Uncertain States 15.
Nice double page spread featuring several images from the series, 'Experiments in Social Fiction' + artist's statement.
Here's the accompanying text (the images can be seen on the main website) :
Experiments in social fiction.
Traditionally, photography offers evidence, or
fact. Occasionally even definitive proof. Perhaps it's been a while since it
showed us anything with such certainty. The digital incarnation of photography
is too malleable, too easily manipulated. And while this may be the case, a
photograph is still an object that implies authenticity.
The use of digital manipulation in
this work should be, if the picture succeeds, imperceptible. It should be so
because all elements of the image are 'true'. They are all 'there'. Any
incongruities between elements within an image are a result of the passing of
time. Digital manipulation simply allows elements from different moments
to occupy the same image.
The scenarios depicted are being manipulated
from the moment the camera comes out of the box: from the moment I arrange
myself, the camera and the subject in front of it; by the way the subject
responds to our presence and that of the camera.
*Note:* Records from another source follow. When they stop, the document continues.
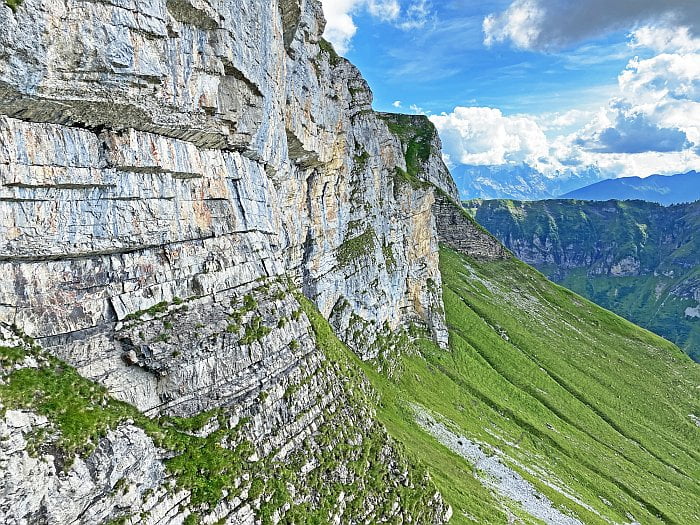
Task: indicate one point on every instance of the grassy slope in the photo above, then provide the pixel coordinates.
(590, 401)
(638, 229)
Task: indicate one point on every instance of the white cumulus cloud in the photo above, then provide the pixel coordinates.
(484, 136)
(553, 24)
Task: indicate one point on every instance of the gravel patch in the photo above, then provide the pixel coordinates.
(495, 475)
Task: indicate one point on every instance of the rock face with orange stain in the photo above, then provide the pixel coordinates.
(170, 172)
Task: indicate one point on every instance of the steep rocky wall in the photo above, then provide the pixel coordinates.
(459, 231)
(170, 174)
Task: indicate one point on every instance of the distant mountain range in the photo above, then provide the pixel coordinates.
(518, 181)
(666, 190)
(639, 259)
(523, 182)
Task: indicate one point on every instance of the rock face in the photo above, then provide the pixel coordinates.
(171, 173)
(459, 231)
(638, 259)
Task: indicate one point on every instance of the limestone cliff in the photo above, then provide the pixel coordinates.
(173, 175)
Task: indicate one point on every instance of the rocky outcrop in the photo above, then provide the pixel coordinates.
(171, 175)
(459, 231)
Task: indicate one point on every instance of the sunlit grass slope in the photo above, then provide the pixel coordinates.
(573, 395)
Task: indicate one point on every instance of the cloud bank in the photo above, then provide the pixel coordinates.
(547, 25)
(651, 125)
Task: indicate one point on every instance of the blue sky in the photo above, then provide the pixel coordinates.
(559, 85)
(446, 64)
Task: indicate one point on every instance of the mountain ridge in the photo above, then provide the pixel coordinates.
(234, 294)
(637, 258)
(662, 189)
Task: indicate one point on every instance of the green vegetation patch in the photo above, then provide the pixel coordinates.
(13, 4)
(356, 247)
(416, 133)
(590, 402)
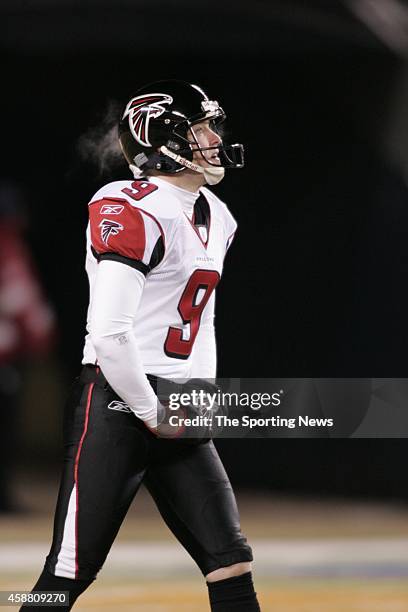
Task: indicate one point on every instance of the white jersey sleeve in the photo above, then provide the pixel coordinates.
(117, 293)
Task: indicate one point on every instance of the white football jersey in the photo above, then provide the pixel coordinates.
(178, 240)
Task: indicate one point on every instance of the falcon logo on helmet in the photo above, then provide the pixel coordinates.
(109, 228)
(140, 110)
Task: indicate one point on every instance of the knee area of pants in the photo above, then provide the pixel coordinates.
(222, 573)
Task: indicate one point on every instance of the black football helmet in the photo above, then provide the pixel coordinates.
(155, 130)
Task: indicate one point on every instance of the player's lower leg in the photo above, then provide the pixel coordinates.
(49, 582)
(233, 591)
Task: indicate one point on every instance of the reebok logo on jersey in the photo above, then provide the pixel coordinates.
(109, 228)
(111, 209)
(120, 406)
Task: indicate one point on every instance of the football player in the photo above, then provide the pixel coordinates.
(156, 246)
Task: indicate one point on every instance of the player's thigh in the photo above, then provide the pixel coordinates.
(195, 497)
(104, 463)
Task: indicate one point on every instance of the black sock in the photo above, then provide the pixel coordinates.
(233, 594)
(49, 582)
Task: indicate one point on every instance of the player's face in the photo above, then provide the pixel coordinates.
(205, 136)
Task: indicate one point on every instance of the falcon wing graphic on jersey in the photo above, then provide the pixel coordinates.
(140, 109)
(109, 228)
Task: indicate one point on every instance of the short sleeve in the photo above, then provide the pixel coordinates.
(122, 232)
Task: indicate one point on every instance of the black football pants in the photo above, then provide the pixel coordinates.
(108, 454)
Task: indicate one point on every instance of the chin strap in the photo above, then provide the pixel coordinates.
(212, 175)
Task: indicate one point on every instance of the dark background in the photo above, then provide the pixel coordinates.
(315, 284)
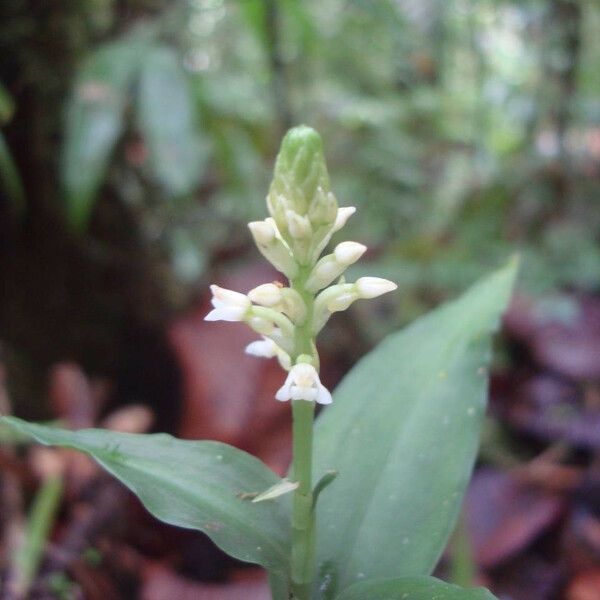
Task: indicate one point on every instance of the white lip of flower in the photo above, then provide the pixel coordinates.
(347, 253)
(303, 383)
(267, 348)
(344, 213)
(298, 225)
(371, 287)
(228, 305)
(267, 294)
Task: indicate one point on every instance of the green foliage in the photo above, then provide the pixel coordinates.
(412, 588)
(95, 120)
(403, 434)
(197, 485)
(168, 123)
(39, 525)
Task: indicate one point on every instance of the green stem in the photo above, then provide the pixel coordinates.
(303, 516)
(303, 536)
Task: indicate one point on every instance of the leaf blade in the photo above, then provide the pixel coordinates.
(166, 115)
(412, 588)
(95, 121)
(403, 434)
(191, 484)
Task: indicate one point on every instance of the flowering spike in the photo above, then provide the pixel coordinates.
(304, 217)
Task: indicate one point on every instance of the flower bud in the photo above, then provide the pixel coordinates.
(297, 225)
(263, 232)
(371, 287)
(330, 267)
(347, 253)
(342, 216)
(273, 248)
(293, 305)
(300, 178)
(267, 294)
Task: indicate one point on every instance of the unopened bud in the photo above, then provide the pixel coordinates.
(343, 214)
(263, 232)
(300, 172)
(273, 248)
(298, 226)
(330, 267)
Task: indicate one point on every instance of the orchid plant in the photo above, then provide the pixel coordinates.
(377, 479)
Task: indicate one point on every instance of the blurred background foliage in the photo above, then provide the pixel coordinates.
(138, 138)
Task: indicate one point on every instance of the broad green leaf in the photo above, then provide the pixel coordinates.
(197, 485)
(95, 120)
(167, 119)
(403, 434)
(412, 588)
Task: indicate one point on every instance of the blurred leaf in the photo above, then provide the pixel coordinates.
(196, 485)
(412, 588)
(11, 180)
(7, 106)
(255, 14)
(403, 434)
(166, 115)
(95, 120)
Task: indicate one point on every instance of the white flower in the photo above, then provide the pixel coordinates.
(267, 348)
(344, 213)
(347, 253)
(371, 287)
(298, 225)
(228, 305)
(267, 294)
(303, 383)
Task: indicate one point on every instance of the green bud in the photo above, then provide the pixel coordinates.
(300, 181)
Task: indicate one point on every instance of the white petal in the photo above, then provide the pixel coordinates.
(264, 348)
(348, 253)
(226, 313)
(284, 392)
(371, 287)
(344, 213)
(323, 396)
(229, 297)
(267, 294)
(262, 231)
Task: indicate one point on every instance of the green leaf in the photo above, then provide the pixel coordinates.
(7, 105)
(197, 485)
(95, 121)
(412, 588)
(11, 179)
(167, 119)
(403, 433)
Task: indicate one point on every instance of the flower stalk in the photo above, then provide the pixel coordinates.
(304, 215)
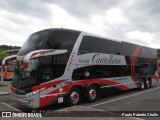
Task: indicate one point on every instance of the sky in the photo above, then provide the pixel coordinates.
(135, 21)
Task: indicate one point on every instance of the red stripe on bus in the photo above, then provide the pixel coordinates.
(47, 85)
(49, 97)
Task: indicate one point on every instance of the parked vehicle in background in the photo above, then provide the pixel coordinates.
(8, 65)
(68, 65)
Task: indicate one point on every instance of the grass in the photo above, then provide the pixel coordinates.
(3, 85)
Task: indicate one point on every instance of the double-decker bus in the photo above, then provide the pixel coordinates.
(8, 65)
(61, 65)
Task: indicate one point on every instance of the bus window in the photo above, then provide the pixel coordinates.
(96, 45)
(52, 67)
(10, 69)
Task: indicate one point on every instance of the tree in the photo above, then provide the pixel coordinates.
(2, 54)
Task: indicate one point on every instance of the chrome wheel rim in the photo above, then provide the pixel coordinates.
(74, 97)
(148, 84)
(92, 93)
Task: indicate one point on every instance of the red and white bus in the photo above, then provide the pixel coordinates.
(8, 65)
(61, 65)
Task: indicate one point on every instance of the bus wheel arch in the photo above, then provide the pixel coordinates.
(92, 92)
(148, 83)
(142, 83)
(74, 96)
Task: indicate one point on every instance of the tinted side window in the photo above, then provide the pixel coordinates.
(62, 40)
(91, 44)
(52, 67)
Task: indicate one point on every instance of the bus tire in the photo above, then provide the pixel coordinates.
(92, 93)
(142, 84)
(74, 97)
(147, 84)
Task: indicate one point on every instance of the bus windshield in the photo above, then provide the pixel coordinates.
(34, 42)
(25, 77)
(10, 69)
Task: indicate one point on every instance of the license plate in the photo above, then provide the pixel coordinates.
(18, 102)
(60, 100)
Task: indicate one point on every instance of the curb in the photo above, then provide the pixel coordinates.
(4, 93)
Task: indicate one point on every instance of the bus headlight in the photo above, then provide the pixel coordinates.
(32, 93)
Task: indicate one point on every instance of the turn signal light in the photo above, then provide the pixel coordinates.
(25, 64)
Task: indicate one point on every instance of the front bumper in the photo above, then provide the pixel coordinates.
(30, 102)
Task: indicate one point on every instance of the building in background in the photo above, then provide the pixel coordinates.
(12, 52)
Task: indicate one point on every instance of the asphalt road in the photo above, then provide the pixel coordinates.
(132, 100)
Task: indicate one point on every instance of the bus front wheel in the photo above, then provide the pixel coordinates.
(92, 93)
(142, 84)
(74, 97)
(147, 84)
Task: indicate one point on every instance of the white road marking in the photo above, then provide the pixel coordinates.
(122, 97)
(11, 107)
(92, 108)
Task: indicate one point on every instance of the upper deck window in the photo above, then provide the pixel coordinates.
(34, 42)
(60, 39)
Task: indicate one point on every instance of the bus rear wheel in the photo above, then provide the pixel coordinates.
(92, 93)
(147, 84)
(142, 84)
(74, 97)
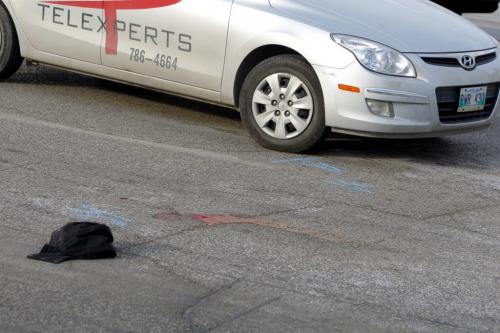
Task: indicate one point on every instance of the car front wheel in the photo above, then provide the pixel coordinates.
(10, 57)
(282, 104)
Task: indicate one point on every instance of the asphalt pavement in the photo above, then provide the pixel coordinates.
(216, 234)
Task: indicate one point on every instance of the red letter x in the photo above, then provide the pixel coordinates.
(110, 9)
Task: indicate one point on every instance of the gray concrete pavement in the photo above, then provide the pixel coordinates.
(217, 234)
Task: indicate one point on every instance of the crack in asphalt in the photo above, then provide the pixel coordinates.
(187, 315)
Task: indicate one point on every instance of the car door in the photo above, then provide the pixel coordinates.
(183, 41)
(68, 28)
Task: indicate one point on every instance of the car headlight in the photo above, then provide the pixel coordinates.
(377, 57)
(495, 41)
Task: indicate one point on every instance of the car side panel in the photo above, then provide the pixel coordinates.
(68, 31)
(273, 28)
(184, 42)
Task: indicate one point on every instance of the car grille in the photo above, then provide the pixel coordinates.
(448, 100)
(453, 62)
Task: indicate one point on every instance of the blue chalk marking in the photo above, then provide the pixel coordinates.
(355, 186)
(311, 162)
(322, 166)
(299, 159)
(88, 211)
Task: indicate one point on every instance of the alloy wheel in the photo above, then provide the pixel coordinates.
(282, 106)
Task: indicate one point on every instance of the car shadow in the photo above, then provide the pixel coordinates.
(473, 151)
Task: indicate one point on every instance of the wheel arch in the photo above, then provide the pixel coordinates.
(255, 57)
(24, 45)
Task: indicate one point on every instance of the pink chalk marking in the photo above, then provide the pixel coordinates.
(167, 216)
(213, 220)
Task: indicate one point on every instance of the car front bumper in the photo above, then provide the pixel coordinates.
(415, 100)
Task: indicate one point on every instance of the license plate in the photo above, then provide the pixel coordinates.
(472, 99)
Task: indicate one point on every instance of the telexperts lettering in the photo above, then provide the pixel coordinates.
(57, 13)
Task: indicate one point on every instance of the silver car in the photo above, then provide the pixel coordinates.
(294, 68)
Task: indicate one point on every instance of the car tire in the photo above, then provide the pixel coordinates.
(290, 117)
(10, 55)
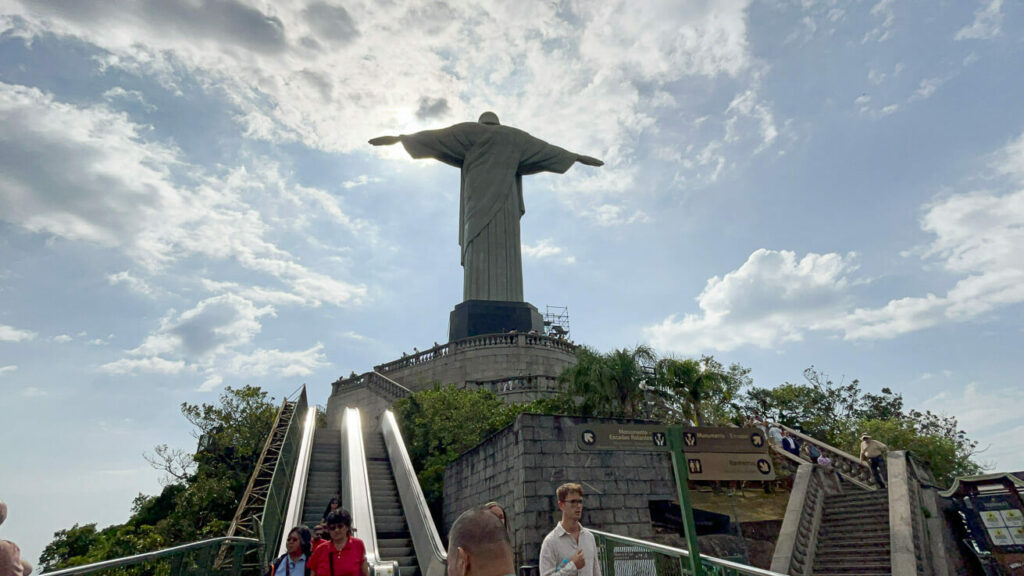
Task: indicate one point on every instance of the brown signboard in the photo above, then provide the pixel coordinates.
(639, 438)
(707, 439)
(724, 465)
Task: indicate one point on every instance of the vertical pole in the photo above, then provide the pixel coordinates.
(683, 492)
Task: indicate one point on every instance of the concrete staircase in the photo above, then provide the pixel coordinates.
(393, 540)
(853, 539)
(324, 481)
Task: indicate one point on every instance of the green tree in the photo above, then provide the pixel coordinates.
(202, 490)
(611, 383)
(701, 392)
(440, 423)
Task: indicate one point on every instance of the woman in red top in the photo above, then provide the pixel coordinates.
(343, 554)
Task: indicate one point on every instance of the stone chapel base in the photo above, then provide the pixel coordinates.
(473, 318)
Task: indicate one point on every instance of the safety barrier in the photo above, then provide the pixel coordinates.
(621, 556)
(196, 559)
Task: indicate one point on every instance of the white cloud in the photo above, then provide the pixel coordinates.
(119, 93)
(546, 248)
(152, 365)
(987, 23)
(285, 364)
(979, 406)
(11, 334)
(294, 72)
(213, 338)
(772, 298)
(361, 179)
(882, 32)
(88, 174)
(210, 329)
(927, 88)
(211, 383)
(977, 237)
(133, 283)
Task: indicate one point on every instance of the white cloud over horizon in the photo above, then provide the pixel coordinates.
(773, 298)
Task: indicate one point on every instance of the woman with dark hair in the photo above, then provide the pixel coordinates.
(298, 549)
(334, 504)
(343, 554)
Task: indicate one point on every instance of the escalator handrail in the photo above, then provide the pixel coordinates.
(355, 490)
(430, 551)
(293, 516)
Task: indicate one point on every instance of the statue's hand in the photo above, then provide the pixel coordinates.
(385, 140)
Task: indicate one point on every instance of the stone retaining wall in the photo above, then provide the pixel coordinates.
(523, 464)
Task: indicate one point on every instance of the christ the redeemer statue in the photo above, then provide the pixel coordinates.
(493, 160)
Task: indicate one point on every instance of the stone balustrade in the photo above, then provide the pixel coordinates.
(518, 339)
(847, 464)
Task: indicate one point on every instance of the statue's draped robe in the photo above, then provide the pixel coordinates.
(493, 160)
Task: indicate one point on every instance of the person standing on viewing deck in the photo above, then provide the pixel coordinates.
(569, 549)
(478, 545)
(11, 563)
(343, 554)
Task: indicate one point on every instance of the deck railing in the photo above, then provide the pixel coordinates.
(196, 559)
(621, 556)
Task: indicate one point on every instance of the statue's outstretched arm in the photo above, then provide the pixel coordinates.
(385, 140)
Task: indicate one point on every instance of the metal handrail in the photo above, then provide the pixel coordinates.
(430, 551)
(711, 564)
(156, 554)
(355, 489)
(293, 516)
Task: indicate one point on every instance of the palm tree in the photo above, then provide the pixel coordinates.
(608, 384)
(689, 380)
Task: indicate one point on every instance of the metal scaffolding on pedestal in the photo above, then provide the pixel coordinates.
(556, 322)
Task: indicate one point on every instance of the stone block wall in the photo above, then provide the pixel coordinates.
(371, 407)
(523, 464)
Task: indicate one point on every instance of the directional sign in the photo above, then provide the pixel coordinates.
(724, 440)
(641, 438)
(714, 465)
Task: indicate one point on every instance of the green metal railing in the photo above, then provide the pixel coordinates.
(196, 559)
(621, 556)
(271, 525)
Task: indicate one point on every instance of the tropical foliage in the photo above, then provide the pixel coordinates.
(201, 492)
(839, 412)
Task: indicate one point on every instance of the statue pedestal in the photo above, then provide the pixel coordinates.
(473, 318)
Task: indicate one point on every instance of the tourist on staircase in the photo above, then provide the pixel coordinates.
(342, 554)
(298, 548)
(11, 563)
(872, 452)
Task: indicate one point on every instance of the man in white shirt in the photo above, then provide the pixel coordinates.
(569, 549)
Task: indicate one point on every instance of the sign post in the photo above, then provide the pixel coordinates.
(683, 493)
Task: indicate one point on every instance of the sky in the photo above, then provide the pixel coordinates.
(187, 202)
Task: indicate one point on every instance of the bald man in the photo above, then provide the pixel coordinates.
(478, 545)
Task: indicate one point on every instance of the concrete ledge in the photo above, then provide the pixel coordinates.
(786, 542)
(904, 561)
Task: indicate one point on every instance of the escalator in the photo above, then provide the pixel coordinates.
(324, 481)
(393, 539)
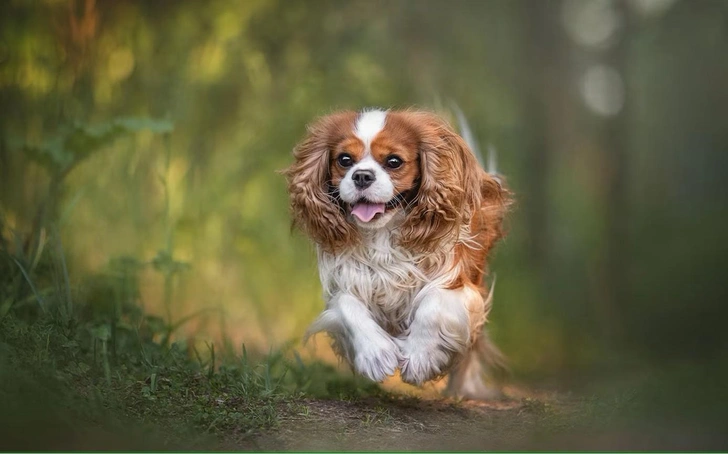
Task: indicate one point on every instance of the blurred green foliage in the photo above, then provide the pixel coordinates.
(153, 130)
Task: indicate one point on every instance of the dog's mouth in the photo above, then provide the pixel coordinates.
(366, 211)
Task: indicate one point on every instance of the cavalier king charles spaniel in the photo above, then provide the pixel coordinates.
(403, 218)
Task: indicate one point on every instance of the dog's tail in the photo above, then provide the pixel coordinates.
(480, 373)
(492, 165)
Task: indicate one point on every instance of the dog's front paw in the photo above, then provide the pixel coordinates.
(422, 360)
(376, 357)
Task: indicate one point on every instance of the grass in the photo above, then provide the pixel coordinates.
(86, 368)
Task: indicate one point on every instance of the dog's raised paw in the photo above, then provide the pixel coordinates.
(376, 358)
(420, 363)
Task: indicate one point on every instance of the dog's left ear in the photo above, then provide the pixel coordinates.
(450, 183)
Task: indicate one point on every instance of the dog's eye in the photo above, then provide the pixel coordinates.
(345, 160)
(394, 162)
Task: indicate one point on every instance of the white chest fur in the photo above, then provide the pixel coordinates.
(380, 274)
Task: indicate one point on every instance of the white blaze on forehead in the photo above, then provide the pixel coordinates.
(368, 125)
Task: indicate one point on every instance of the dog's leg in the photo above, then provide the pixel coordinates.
(440, 332)
(368, 348)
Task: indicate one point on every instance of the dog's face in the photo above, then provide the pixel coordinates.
(376, 169)
(371, 170)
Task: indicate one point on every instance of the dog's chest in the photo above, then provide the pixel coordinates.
(381, 275)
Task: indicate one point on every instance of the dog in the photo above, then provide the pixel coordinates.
(403, 219)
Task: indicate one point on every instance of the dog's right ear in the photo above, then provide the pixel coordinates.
(314, 206)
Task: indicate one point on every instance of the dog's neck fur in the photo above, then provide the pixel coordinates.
(385, 276)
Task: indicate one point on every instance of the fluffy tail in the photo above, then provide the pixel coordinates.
(479, 375)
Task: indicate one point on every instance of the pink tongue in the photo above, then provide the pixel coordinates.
(366, 211)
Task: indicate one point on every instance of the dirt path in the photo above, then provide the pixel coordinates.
(407, 423)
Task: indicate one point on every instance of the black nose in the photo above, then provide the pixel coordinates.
(363, 178)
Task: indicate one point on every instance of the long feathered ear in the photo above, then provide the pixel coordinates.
(315, 209)
(450, 184)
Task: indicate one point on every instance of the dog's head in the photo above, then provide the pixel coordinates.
(402, 170)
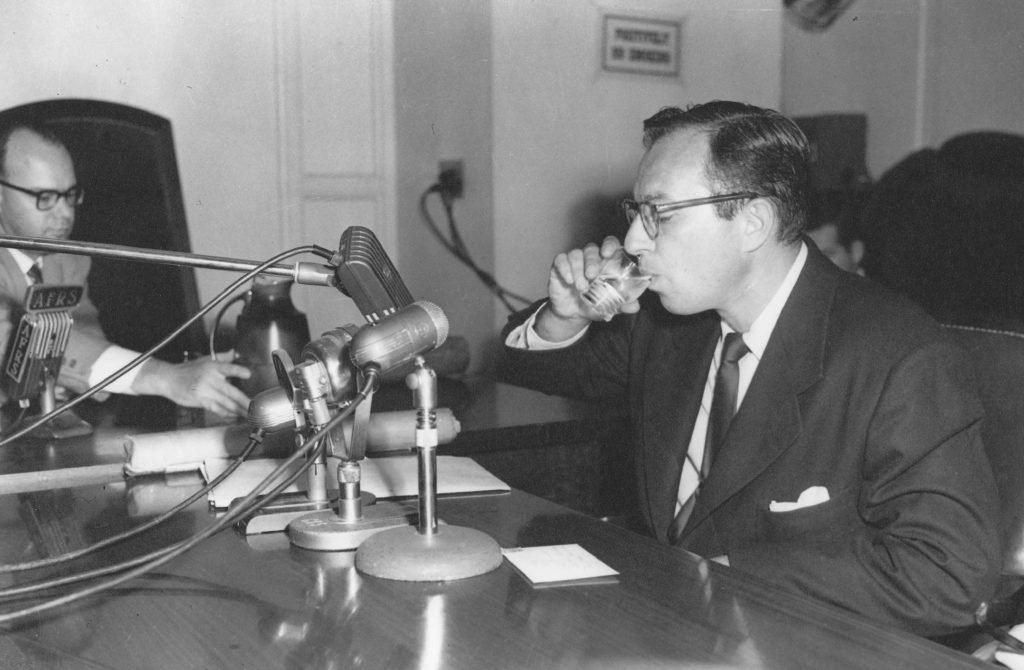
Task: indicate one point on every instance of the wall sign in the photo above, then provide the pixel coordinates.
(643, 46)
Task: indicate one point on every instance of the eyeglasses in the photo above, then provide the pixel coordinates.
(47, 199)
(650, 213)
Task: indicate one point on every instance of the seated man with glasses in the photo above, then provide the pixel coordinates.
(38, 197)
(792, 420)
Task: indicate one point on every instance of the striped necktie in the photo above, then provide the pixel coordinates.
(723, 407)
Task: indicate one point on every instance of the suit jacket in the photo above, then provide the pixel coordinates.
(858, 391)
(87, 340)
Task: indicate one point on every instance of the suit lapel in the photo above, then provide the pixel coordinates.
(769, 419)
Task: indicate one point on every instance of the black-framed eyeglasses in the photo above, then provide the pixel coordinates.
(650, 213)
(47, 199)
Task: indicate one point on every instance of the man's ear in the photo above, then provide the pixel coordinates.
(759, 221)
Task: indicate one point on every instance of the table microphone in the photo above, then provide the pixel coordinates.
(38, 344)
(397, 339)
(35, 353)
Digital post production is
simply a way of rearranging pixels, it is not a way of rearranging the
expression on someone's face.
Whilst I wouldn't want to expressly break down how
each picture was made, the viewer becomes aware of the game being played: after
all, most of the images are improbable; some are impossible.
I like to think that these images have as much in
common with cinema as still photography- the end result has as little to do
with the moment of its creation as possible. There is no attempt here to
describe any kind of ‘real’ narrative.
In fact the opposite is the case: any kind of
conventional narrative or reading of the image is contradicted by the
improbability of what is being portrayed.
These are not pictures of things,
these are pictures of ideas.
I'm not saying this thing happened,
I'm saying this idea
happened.
And this is the photograph to prove it.